The true cost of self‑hosting LLMs vs using APIs

The real bill usually arrives at p95

I keep seeing the same pattern: a team proves out a feature on an API, gets a scary bill, then someone says “we can run a 7B model for pennies on our own.” Two sprints later, p99 latency is ugly, admins are babysitting GPUs at night, and the infra line item did not go down. The gap between spreadsheet math and production reality is where most self‑hosted LLM efforts get stuck.
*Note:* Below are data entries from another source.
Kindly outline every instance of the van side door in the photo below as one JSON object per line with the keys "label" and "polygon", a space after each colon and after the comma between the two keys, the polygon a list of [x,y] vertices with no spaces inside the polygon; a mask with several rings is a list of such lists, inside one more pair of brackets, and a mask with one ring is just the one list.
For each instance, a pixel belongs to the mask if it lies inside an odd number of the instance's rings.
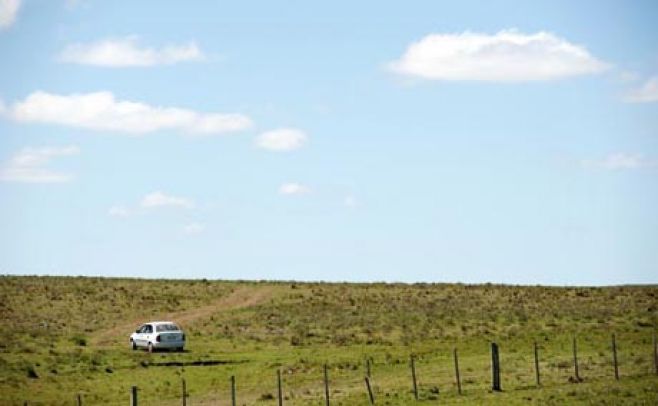
{"label": "van side door", "polygon": [[144,325],[144,334],[142,334],[142,337],[144,339],[145,347],[148,345],[149,341],[155,341],[155,334],[153,334],[155,329],[153,327],[154,326],[151,324]]}
{"label": "van side door", "polygon": [[145,336],[146,336],[146,334],[145,334],[145,332],[146,332],[146,326],[147,326],[146,324],[143,324],[143,325],[137,330],[137,334],[135,334],[135,338],[134,338],[135,344],[138,345],[138,346],[140,346],[140,347],[145,347],[145,346],[146,346],[146,343],[147,343],[147,341],[146,341],[146,339],[145,339]]}

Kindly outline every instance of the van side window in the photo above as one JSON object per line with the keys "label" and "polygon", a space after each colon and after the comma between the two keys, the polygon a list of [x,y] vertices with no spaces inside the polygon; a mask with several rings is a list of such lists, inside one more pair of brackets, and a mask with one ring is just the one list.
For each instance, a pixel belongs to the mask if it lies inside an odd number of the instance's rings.
{"label": "van side window", "polygon": [[147,324],[146,326],[144,326],[144,332],[147,334],[152,333],[153,327],[150,324]]}

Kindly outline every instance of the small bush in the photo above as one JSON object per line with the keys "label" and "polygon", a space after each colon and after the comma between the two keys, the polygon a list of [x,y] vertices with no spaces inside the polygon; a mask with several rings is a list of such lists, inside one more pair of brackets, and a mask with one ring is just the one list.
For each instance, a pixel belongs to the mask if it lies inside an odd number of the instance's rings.
{"label": "small bush", "polygon": [[91,365],[93,365],[95,367],[101,366],[103,364],[103,357],[101,357],[100,354],[94,354],[91,357],[90,362],[91,362]]}
{"label": "small bush", "polygon": [[292,346],[296,347],[302,345],[303,343],[304,343],[303,340],[299,336],[294,335],[290,337],[290,345]]}
{"label": "small bush", "polygon": [[73,341],[73,344],[80,346],[80,347],[86,347],[87,346],[87,338],[81,335],[75,335],[73,338],[71,338],[71,341]]}
{"label": "small bush", "polygon": [[274,395],[272,395],[271,393],[263,393],[262,395],[260,395],[259,400],[274,400]]}
{"label": "small bush", "polygon": [[30,379],[39,379],[39,374],[37,373],[37,370],[34,368],[33,365],[28,365],[25,368],[25,373],[27,377]]}

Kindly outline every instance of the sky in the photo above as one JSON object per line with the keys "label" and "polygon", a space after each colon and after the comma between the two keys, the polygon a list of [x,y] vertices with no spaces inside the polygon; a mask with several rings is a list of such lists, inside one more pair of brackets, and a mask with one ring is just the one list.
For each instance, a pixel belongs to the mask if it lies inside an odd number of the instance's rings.
{"label": "sky", "polygon": [[658,283],[655,1],[0,0],[0,274]]}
This post is the cost breakdown I use with CTOs before they buy eight H100s or lock into an API contract they will regret.

Where this breaks and why

Where it shows up
- Internal copilots and search that cross 50–200M tokens/day
- Customer‑facing chat where p95 matters and traffic is spiky
- Regulated environments where data residency is non‑negotiable
Why it happens in real systems
- Utilization is the whole game. GPUs are cheap per token only when busy with large, continuous batches. Most apps don’t have that traffic shape.
- Context length quietly dominates memory and cost. KV cache grows with sequence length and active sessions, not just model size.
- Model churn and safety layers add overhead you didn’t budget: evals, red‑teaming, jailbreak filters, prompt rewriting, routing.
What teams misunderstand
- Single‑stream tokens/sec is not throughput. Continuous batching determines your real cost per 1M tokens.
- “A100 on sale” does not mean “A100 economics.” NVLink, locality, spot eviction, and orchestration risk matter.
- The price you compare to is not the API sticker. It is your blended rate after retries, guardrails, eval, logging, and latency SLOs.
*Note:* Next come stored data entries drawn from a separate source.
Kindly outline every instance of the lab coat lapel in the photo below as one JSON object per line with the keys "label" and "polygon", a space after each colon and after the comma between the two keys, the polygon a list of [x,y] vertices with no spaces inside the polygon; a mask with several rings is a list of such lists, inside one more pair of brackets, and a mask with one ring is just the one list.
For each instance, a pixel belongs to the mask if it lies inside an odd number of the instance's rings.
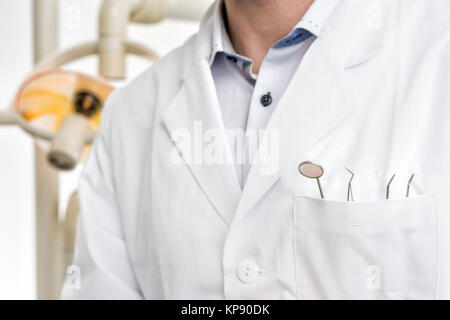
{"label": "lab coat lapel", "polygon": [[[343,16],[341,12],[336,19],[342,20]],[[337,29],[328,26],[303,58],[259,144],[260,148],[269,146],[270,149],[274,133],[278,136],[279,169],[268,174],[267,164],[254,159],[235,220],[245,215],[269,191],[283,170],[289,166],[297,167],[301,161],[320,160],[302,158],[302,155],[332,134],[359,108],[361,103],[344,73],[376,55],[381,47],[381,30],[375,32],[351,24],[343,28],[352,30],[351,37],[356,40],[347,44],[337,42]],[[339,53],[342,52],[349,54],[341,57]]]}
{"label": "lab coat lapel", "polygon": [[206,152],[205,143],[199,141],[203,138],[200,135],[207,130],[212,129],[211,133],[225,133],[214,81],[206,59],[199,58],[193,64],[181,90],[164,114],[164,123],[169,134],[184,129],[192,137],[191,150],[184,150],[179,143],[176,146],[206,197],[229,225],[242,189],[231,161],[228,142],[226,139],[215,140],[219,142],[224,161],[211,163],[203,157],[203,152]]}

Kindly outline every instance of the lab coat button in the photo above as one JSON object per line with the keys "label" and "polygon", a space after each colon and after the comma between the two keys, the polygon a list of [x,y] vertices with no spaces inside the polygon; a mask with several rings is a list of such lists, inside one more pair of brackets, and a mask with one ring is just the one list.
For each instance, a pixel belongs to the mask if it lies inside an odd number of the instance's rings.
{"label": "lab coat button", "polygon": [[237,276],[239,280],[244,283],[254,282],[257,279],[259,273],[260,272],[258,266],[251,260],[243,261],[237,270]]}

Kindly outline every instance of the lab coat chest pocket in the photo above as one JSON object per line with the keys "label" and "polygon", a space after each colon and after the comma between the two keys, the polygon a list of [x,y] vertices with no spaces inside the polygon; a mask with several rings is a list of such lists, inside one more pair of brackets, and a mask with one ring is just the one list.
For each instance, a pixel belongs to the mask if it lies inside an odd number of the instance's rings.
{"label": "lab coat chest pocket", "polygon": [[300,299],[434,299],[436,198],[340,202],[294,197]]}

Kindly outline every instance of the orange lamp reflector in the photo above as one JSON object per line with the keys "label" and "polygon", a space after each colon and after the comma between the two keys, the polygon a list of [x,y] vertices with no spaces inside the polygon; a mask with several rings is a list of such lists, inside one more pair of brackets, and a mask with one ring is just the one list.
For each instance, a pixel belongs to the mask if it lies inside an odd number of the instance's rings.
{"label": "orange lamp reflector", "polygon": [[106,81],[81,73],[48,70],[34,74],[20,87],[15,110],[39,129],[56,132],[68,114],[84,115],[98,129],[103,104],[114,90]]}

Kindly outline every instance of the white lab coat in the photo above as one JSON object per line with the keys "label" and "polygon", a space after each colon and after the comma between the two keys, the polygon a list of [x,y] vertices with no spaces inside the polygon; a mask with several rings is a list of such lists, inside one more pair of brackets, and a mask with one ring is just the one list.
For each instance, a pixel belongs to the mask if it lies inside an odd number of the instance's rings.
{"label": "white lab coat", "polygon": [[341,0],[268,125],[279,170],[254,164],[243,190],[233,165],[173,152],[177,129],[223,128],[211,15],[109,99],[63,296],[450,298],[450,2]]}

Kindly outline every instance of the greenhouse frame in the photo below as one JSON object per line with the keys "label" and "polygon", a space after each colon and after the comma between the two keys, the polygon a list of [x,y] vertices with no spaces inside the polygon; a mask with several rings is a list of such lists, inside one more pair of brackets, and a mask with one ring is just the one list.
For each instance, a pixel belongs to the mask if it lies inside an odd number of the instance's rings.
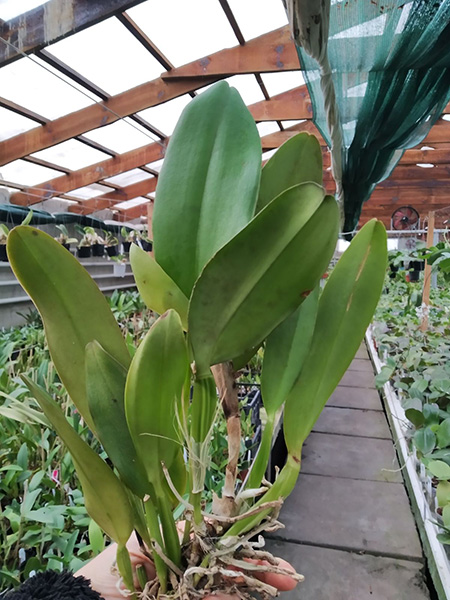
{"label": "greenhouse frame", "polygon": [[450,600],[450,0],[2,0],[0,84],[0,597]]}

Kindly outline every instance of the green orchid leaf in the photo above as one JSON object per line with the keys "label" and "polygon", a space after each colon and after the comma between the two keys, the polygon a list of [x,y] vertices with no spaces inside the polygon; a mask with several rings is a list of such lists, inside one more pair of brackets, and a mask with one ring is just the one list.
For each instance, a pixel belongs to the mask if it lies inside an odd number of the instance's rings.
{"label": "green orchid leaf", "polygon": [[334,198],[305,183],[272,200],[217,252],[189,305],[198,377],[260,344],[301,304],[327,268],[337,232]]}
{"label": "green orchid leaf", "polygon": [[189,301],[177,284],[150,254],[136,244],[131,245],[130,262],[145,304],[160,315],[173,308],[180,315],[183,329],[186,330]]}
{"label": "green orchid leaf", "polygon": [[314,332],[319,293],[319,286],[316,286],[266,340],[261,394],[268,415],[275,415],[281,408],[300,376]]}
{"label": "green orchid leaf", "polygon": [[255,356],[255,354],[258,352],[258,350],[261,348],[261,346],[262,346],[262,343],[258,344],[255,348],[250,348],[250,350],[247,350],[240,356],[233,358],[232,362],[233,362],[233,368],[234,368],[235,372],[240,371],[246,365],[248,365],[248,363]]}
{"label": "green orchid leaf", "polygon": [[258,488],[266,472],[272,449],[276,415],[300,376],[316,322],[319,286],[272,331],[266,340],[261,372],[261,395],[266,409],[261,444],[251,466],[247,487]]}
{"label": "green orchid leaf", "polygon": [[322,185],[322,149],[309,133],[299,133],[278,148],[264,165],[256,212],[293,185],[313,181]]}
{"label": "green orchid leaf", "polygon": [[253,217],[261,141],[238,92],[225,81],[183,111],[158,178],[156,261],[189,297],[204,265]]}
{"label": "green orchid leaf", "polygon": [[124,486],[72,429],[53,398],[25,375],[22,379],[72,455],[87,512],[114,541],[125,544],[133,530],[133,512]]}
{"label": "green orchid leaf", "polygon": [[77,259],[52,237],[28,226],[8,236],[11,267],[44,322],[48,347],[61,380],[90,427],[85,349],[97,340],[120,364],[130,356],[108,302]]}
{"label": "green orchid leaf", "polygon": [[151,327],[131,361],[125,387],[125,414],[148,479],[162,481],[161,462],[171,468],[180,449],[175,408],[189,368],[179,315],[164,313]]}
{"label": "green orchid leaf", "polygon": [[122,481],[143,498],[148,481],[125,418],[126,379],[126,369],[98,342],[86,346],[86,392],[96,434]]}
{"label": "green orchid leaf", "polygon": [[386,230],[373,219],[356,235],[328,278],[308,356],[286,400],[285,440],[297,459],[364,338],[380,298],[386,263]]}

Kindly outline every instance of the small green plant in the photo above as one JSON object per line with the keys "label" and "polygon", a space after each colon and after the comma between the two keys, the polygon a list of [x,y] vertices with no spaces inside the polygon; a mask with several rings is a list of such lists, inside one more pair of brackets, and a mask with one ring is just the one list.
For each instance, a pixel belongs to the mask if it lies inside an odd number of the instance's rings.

Technical deep dive: how the numbers actually move

The architecture differences that move cost

APIs
- You pay per token. Hidden costs are retries, latency headroom, logging/eval pipelines, network egress. Upgrades and model swaps are free.
Self‑host
- You pay for provisioned capacity. The stack most teams end up with: gateway + tokenizer + vLLM/TGI + sharding/tensor parallel + autoscaler + metrics + safety/rules + retries + storage for traces. Cost rises with context length, concurrency, and uptime targets.

Throughput math that decides your fate

A simple but reliable calculator:
– Cost per 1M tokens = GPU_hourly_cost / (effective_tokens_per_second × 3600) × 1,000,000
– Effective TPS is after batching, safety passes, and retries.

Some ballpark ranges I’ve actually seen in production with vLLM and sane quantization:
– 7–8B class on L40S 48 GB at $1.2–$1.8/hour
– Effective 1.2k–2.0k tok/s when traffic allows continuous batching
– Cost per 1M tokens: ~$0.20–$0.50 before overhead
– 7–8B class on A100 80 GB at $3–$4/hour
– Effective 1.8k–3.0k tok/s
– Cost per 1M tokens: ~$0.25–$0.75 before overhead
– 70B class on 8×H100 80 GB with NVLink at $80–$120/hour for the node
– Effective 0.9k–1.6k tok/s depending on context and batching
– Cost per 1M tokens: ~$50–$130 before overhead

Notes
– If your traffic is spiky and single‑stream dominated, cut those TPS numbers in half (or worse). Cost per 1M will double accordingly.
– If you can’t pack batches continuously, you won’t see the “cheap” numbers on Twitter screenshots.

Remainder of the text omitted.